In Los Angeles County, the region's largest county, the Emergency Management Office employs around 35 full-time managers and communications officers. They coordinate fire departments, police, environmental and health authorities, among others, and create public messages to prepare the population for impending emergencies or respond to major events.

This dynamic is one reason why Southern California is so vulnerable to disasters.

Although the region has been hit by devastating wildfires, droughts and floods in recent years (and experienced both a hurricane and a tornado last year), earthquakes are the region's greatest disaster threat. And unlike tornadoes, hurricanes or major storms, earthquakes aren't shown on the weather forecast hours or days before they hit.

“We need to respond, and we need to respond immediately,” said Emily Montanez, communications director for the Los Angeles County Office of Emergency Management.

Although she could not confirm the disaster spending projections, Montanez said the formula used in the new report — which measures an area's disaster vulnerability plus the type of population in that area — is a valid way to assess an area's vulnerability.
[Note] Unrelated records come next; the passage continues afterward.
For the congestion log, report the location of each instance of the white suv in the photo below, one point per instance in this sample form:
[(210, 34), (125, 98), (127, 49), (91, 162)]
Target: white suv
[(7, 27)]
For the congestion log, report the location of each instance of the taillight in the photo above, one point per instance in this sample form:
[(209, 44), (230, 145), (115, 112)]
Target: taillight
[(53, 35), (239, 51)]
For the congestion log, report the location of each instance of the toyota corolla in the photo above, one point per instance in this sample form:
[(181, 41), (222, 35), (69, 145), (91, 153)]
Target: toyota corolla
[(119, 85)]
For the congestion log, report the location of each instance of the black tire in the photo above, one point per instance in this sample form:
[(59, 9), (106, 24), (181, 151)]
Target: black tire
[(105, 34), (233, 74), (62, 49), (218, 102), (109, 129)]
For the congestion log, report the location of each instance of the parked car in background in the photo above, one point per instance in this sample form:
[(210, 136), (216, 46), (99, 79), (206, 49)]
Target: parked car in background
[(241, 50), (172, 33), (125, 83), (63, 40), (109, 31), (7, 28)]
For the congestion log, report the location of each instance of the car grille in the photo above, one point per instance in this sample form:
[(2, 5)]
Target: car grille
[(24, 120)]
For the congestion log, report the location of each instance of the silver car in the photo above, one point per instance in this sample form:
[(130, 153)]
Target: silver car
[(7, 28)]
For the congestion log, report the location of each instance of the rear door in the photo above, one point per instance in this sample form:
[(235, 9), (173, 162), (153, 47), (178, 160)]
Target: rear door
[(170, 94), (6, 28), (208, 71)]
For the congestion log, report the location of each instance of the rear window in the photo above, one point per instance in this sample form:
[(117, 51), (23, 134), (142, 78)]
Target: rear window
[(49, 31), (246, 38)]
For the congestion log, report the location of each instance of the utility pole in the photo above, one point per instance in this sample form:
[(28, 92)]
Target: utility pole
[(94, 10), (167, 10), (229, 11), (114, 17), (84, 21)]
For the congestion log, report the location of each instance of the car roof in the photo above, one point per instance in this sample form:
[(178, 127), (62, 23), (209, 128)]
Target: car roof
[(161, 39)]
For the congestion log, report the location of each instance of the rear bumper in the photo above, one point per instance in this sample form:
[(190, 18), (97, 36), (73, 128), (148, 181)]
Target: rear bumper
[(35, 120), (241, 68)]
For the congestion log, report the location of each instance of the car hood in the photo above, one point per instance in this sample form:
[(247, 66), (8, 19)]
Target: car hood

The large number of homeless people living in the region, a housing market that forces families to share two homes or apartments, an aging population that often lives in isolated senior housing complexes and cultural diversity (about 185 languages ​​are spoken in Southern California, according to the Census Bureau) make the region more vulnerable to disasters.

“We definitely are,” said Montanez. “With our earthquake potential, we will always be number one.”

NATURALLY?

Or not.

Last year, there were 28 separate disasters in the United States that caused $1 billion or more in damage. These billion-dollar disasters – which began with flooding in Northern California in January and ended with storms that hit the East Coast in December – cost a total of $92.9 billion.

Oddly, Southern California was not affected by this trend. According to FEMA records, the region did not experience a single billion-dollar disaster last year, despite having experienced one or more such disasters for several years in a row.

Instead, our region has witnessed a strange series of natural disasters, with the meaning of the word “natural” evolving.

Last year, for example, Southern California was hit by a hurricane for the first time in decades, as was a tornado. Both were “natural” events that experts believe are at least partly due to the rapid climate change in the region.

So did the floods in early winter and, yes, late summer. And the beach erosion that washed away sand in southern Orange County. And the heat wave last summer that was so extreme it claimed lives in places as diverse as Death Valley and Riverside.

It is already well known that climate change is responsible for more frequent hurricanes and tornadoes, hotter heat waves, rising ocean temperatures, longer droughts, and whirlpool temperatures in the waters off Florida.

Natural disasters are becoming more and more frequent.

The number of billion-dollar disasters last year broke a record that had only been held since 2020, when the country experienced 22 billion-dollar disasters. And while there have been 376 billion-dollar disasters nationwide since 1980 (causing about $2.7 trillion in damage), more than half of that damage occurred in the last decade.

“We take into account global warming and sea level rise, and these issues are particularly acute in Southern California,” said ClaimGuide's Czarnecki.

“But actually, they're happening everywhere. It's not like Southern California is alone.”


Distributed by Tribune Content Agency, LLC.